House GOP Won’t Extend Farm Bill

With Republicans badly split over farm subsidies and cutting food stamps, House GOP leaders yesterday decided to drop plans to extend the current farm program for one year and instead will press for immediate help for drought-stricken livestock producers.

WASHINGTON (AP) — With Republicans badly split over farm subsidies and cutting food stamps, House GOP leaders Tuesday decided to drop plans to extend the current farm program for one year and instead will press for immediate help for drought-stricken livestock producers.

The decision comes as Republicans feel pressure to do something for drought-hit farmers and ranchers before Congress begins its summer recess.

The party remains stymied by internal divisions between conservatives and farm-state lawmakers on how to proceed with a broader renewal of farm subsidies and the food stamp program.

Republicans initially had announced plans to extend for one year the current farm and food programs, which expire on Sept. 30. But GOP leaders pulled that measure from Wednesday's floor schedule amid continued resistance from many conservatives and after Democrats announced opposition to the measure.

Earlier this month, the House Agriculture Committee approved a new five-year farm bill that would eliminate much-criticized direct payments, under which farmers are paid even when they don't plant a crop, to be replaced with new price and revenue support programs. The Senate passed companion legislation in June.

"My priority remains to get a five-year farm bill on the books and put those policies in place, but the most pressing business before us is to provide disaster assistance to those producers impacted by the drought conditions who are currently exposed," House Agriculture Committee Chairman Frank Lucas, R-Okla., said. "The House is expected to consider a disaster assistance package on Thursday and I encourage my colleagues to support it."

Minnesota Rep. Collin Peterson, the senior Democrat on the Agriculture Committee, opposes the one-year extension, saying it would doom the chances of a five-year farm bill that would make significant changes to much-maligned farm subsidies.
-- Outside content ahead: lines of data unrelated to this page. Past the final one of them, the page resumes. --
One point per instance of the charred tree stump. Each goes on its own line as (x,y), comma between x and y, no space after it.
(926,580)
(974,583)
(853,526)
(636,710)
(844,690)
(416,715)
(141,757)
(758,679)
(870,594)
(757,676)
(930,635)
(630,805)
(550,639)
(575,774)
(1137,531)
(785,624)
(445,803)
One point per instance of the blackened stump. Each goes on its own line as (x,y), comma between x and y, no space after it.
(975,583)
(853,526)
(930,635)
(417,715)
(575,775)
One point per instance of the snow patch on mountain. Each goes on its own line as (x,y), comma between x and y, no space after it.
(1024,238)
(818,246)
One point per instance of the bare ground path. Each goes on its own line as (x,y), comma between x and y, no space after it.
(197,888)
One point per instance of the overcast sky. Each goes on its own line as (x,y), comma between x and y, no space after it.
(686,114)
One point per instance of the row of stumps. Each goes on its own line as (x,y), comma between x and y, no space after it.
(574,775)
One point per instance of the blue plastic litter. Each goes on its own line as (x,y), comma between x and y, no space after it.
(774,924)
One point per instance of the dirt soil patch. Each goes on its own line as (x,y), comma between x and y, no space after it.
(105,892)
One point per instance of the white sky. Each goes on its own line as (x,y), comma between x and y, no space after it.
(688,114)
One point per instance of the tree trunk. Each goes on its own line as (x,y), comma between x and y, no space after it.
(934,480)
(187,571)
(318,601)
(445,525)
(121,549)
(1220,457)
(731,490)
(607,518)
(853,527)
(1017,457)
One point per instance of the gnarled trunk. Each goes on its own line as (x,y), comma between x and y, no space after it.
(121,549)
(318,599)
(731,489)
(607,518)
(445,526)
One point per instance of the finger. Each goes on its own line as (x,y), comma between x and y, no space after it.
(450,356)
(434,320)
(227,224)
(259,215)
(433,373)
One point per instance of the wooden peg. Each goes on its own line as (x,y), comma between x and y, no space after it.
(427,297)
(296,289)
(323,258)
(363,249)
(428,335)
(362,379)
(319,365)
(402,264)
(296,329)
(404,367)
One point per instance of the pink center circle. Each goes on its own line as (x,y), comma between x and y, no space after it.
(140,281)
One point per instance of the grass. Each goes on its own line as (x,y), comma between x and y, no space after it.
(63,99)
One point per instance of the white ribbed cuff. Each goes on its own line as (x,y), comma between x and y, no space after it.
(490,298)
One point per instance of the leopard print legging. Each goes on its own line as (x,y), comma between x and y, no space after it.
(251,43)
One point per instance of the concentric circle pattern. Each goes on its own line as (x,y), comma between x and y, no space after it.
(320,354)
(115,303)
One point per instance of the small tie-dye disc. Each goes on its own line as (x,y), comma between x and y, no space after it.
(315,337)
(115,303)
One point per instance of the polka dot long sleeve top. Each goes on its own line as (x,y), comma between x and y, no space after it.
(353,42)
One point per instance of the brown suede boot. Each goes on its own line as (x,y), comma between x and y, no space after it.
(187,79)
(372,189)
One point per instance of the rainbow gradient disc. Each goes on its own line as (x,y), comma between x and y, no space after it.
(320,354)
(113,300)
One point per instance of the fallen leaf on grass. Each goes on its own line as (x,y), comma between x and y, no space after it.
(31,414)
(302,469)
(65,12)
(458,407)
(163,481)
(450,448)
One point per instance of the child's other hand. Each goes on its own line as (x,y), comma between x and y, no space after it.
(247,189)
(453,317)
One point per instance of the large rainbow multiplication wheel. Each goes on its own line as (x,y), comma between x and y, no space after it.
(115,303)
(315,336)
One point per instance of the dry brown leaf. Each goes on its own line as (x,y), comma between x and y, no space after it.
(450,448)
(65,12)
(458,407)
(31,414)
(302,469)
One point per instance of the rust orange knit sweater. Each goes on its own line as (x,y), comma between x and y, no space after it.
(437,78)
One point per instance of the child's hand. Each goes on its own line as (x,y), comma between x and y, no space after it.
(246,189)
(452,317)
He's undecided on the latest gambit.

Instead, GOP aides said, the House will take up a much smaller measure aimed at dealing with this summer's drought, the worst in about a half-century. The aides required anonymity because rank and file Republicans had not been briefed on the plans.

Many conservative Republicans were unhappy with the prospect of voting for farm subsidies and were also unhappy with simply renewing the food stamp program, which has grown rapidly in recent years.

The existing farm program offers drought protection to most farmers this summer through crop insurance.

The new disaster relief would revive programs that were part of the 2008 farm bill but which expired last year. In particular they affect cattle, pork and other livestock producers who generally do not participate in the federally subsidized insurance programs that will partially shield corn, soybean and other crop producers from drought damage. Growers of some specialty crops like cherries and nursery plants also stand to win relief.

Details were to be released Tuesday night, but earlier estimates put the package's cost at over $600 million.

Republicans plan to bring the measure to the floor under expedited procedures that require a two-thirds vote for passage. But top Peterson, who's support is crucial, said he's undecided whether he'll vote for the measure and was not pleased at cuts to conservation programs.

"I'm not wild about that," Peterson told reporters. "I'm going to withhold judgment until I see what they've got."

House Republican leaders have been reluctant to bring the new five-year farm bill to the floor because of concerns it could go down to an embarrassing defeat. Some GOP conservatives object to the high cost — nearly $100 billion a year, with 80 percent of that going to the food stamp program that now helps feed some 46 million people — while some Democrats oppose the bill because it would cut about $1.6 billion a year from food stamps.

But farm groups, as well as the Obama administration, have been pressing the House to act, citing the crisis over the drought as reason to put new farm policy into place as soon as possible. The House and Senate farm bills also restore the expired disaster relief programs.